Airflow metrics with Prometheus - Time & Space Complexity
When Airflow sends metrics to Prometheus, it collects data from many tasks and DAGs. We want to understand how the time to gather these metrics grows as the number of tasks or DAGs increases.
How does the work needed to collect metrics change when we add more tasks?
Analyze the time complexity of this Airflow metrics collection snippet.
from prometheus_client import Gauge
def collect_task_metrics(dags):
task_gauge = Gauge('airflow_task_duration', 'Duration of Airflow tasks', ['dag_id', 'task_id'])
for dag in dags:
for task in dag.tasks:
duration = task.get_duration()
task_gauge.labels(dag_id=dag.dag_id, task_id=task.task_id).set(duration)

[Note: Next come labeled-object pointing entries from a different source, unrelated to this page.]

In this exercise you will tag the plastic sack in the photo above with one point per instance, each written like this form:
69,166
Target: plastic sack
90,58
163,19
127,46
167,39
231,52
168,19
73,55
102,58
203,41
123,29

This code loops through all DAGs and their tasks to collect duration metrics for Prometheus.
Look at the loops that repeat work:
- Primary operation: Looping through each DAG and then each task inside it.
- How many times: For each DAG, it loops through all its tasks, so total loops equal the sum of all tasks in all DAGs.
As the number of DAGs and tasks grows, the work grows too:
| Input Size (total tasks) | Approx. Operations |
|---|---|
| 10 | About 10 metric sets |
| 100 | About 100 metric sets |
| 1000 | About 1000 metric sets |
Pattern observation: The work grows directly with the number of tasks. Double the tasks, double the work.
Time Complexity: O(n)
This means the time to collect metrics grows in a straight line with the number of tasks.
[X] Wrong: "Collecting metrics is always fast and does not depend on the number of tasks."
[OK] Correct: Each task adds work because the code loops through all tasks. More tasks mean more time needed.
Understanding how metric collection scales helps you design efficient monitoring in real projects. It shows you can think about how systems behave as they grow, a key skill in DevOps.
"What if we cached task durations instead of collecting them every time? How would the time complexity change?"